Louis me había escuchado todo el rato sin decir palabra. Con el dedo apoyado debajo del labio inferior y el codo sobre el brazo del sofá, me había observado mientras yo desgranaba mis recuerdos, y ahora estaba impaciente por que siguiera contándole la historia.

—Yo sabía que esa mujer era muy poderosa —dijo suavemente—. Lo que no sabía era lo mucho que la amabas. Me maravillaba su acostumbrada forma de expresarse, el tono meloso de su voz y el hecho de que sus palabras apenas agitaban el aire.

—Yo tampoco —respondí—. Éramos muchos los que formábamos parte de Talamasca, unidos por amor, y cada cual constituye un caso aparte.

—Pero tú amas a esa mujer —insistió Louis con delicadeza—. Y yo te he pedido que hicieras algo que no deseabas.

—Era inevitable que me pusiera en contacto con Talamasca —insistí tras unos instantes de vacilación—. Pero debí ponerme en contacto con los Ancianos por escrito, no de este modo.

—No te condenes tan duramente por haberte puesto en contacto con ella —dijo Louis con una firmeza poco habitual en él. Parecía sincero y, como siempre, eternamente joven.

—¿Por qué no? —pregunté—. Creía que eras un experto en materia de culpabilidad. Louis soltó una risita cortés, tras lo cual ambos sonreímos en silencio.

—A fin de cuentas, tenemos corazón —dijo meneando la cabeza. Se instaló más cómodamente sobre los cojines del sofá—. Dices que crees en Dios. Es más de lo que los otros me han confesado, te lo aseguro. ¿Qué crees que Dios ha previsto para nosotros?

—No me consta que Dios haya previsto nada —repliqué con cierta amargura—. Sólo sé que Él está aquí.

Pensé en lo mucho que amaba a Louis, desde el momento en que Lestat me había convertido en vampiro. Pensé en lo mucho que dependía de él, y en lo que estaba dispuesto a hacer por él. Era el amor por Louis lo que en ocasiones había hundido a Lestat y esclavizado a Armand. Louis no tenía por qué ser consciente de su belleza, de su encanto manifiesto y natural.

—Perdóname, David —dijo Louis de pronto—. Tengo tantos deseos de conocer a esa mujer que te presiono por motivos egoístas, pero, como he dicho, estoy convencido de que tenemos un corazón en el sentido más amplio de la palabra.

—Te creo —respondí—. Me pregunto si los ángeles tienen corazón —musité—. En cualquier caso, no importa.
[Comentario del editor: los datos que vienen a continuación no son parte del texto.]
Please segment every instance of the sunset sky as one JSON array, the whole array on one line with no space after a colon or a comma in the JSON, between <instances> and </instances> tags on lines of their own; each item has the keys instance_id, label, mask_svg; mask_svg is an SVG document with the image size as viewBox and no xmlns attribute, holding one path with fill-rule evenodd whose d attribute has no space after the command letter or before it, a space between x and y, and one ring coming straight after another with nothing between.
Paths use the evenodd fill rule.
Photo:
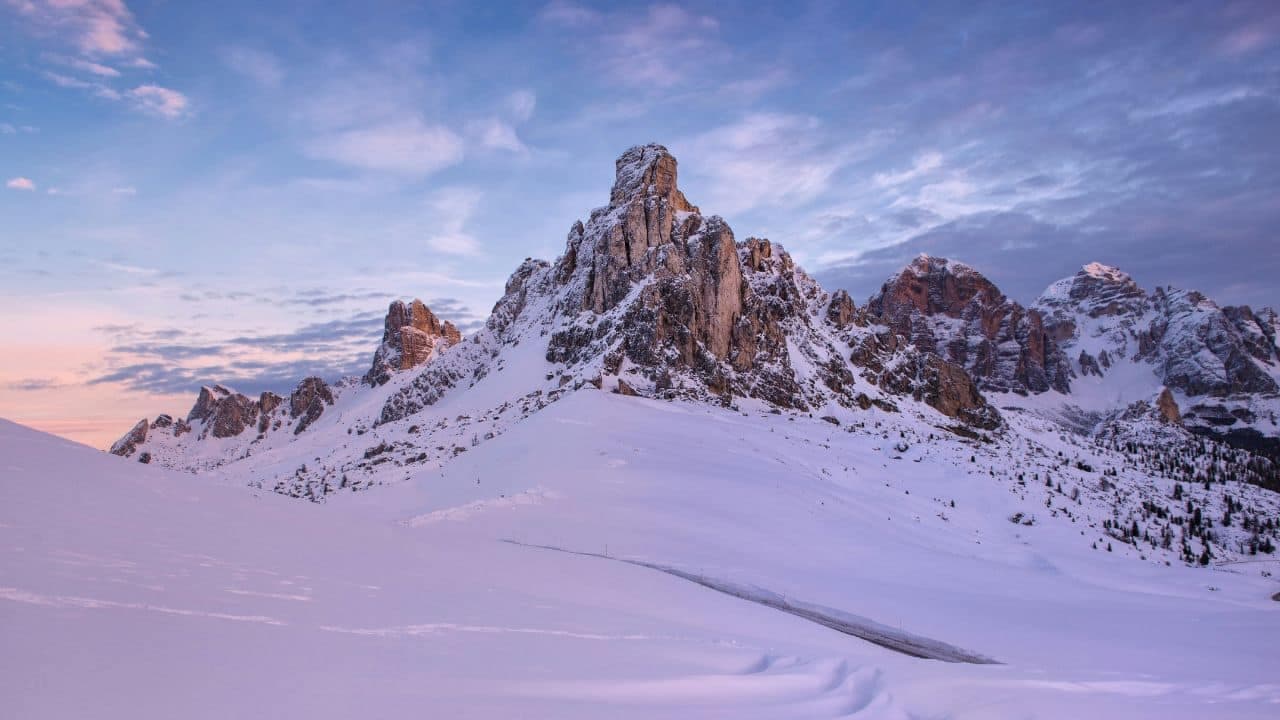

Somos lo que somos.

Louis no respondió, pero observé que su rostro se ensombrecía unos instantes. Luego se sumió en un ensueño, con su expresión habitual de curiosidad y serena gracia.

—Pero en lo tocante a Merrick —dije—, debo reconocer que me he puesto en contacto con ella porque la necesito desesperadamente. No podía dejar pasar más tiempo sin ponerme en contacto con ella. Cada noche que paso en Nueva Orleáns, pienso en Merrick. Me persigue como si fuera un fantasma.

—Cuéntame el resto de tu historia —pidió Louis—. Y si cuando hayas terminado quieres concluir el asunto con Merrick, me refiero a poner fin a tu contacto con ella, lo aceptaré sin rechistar.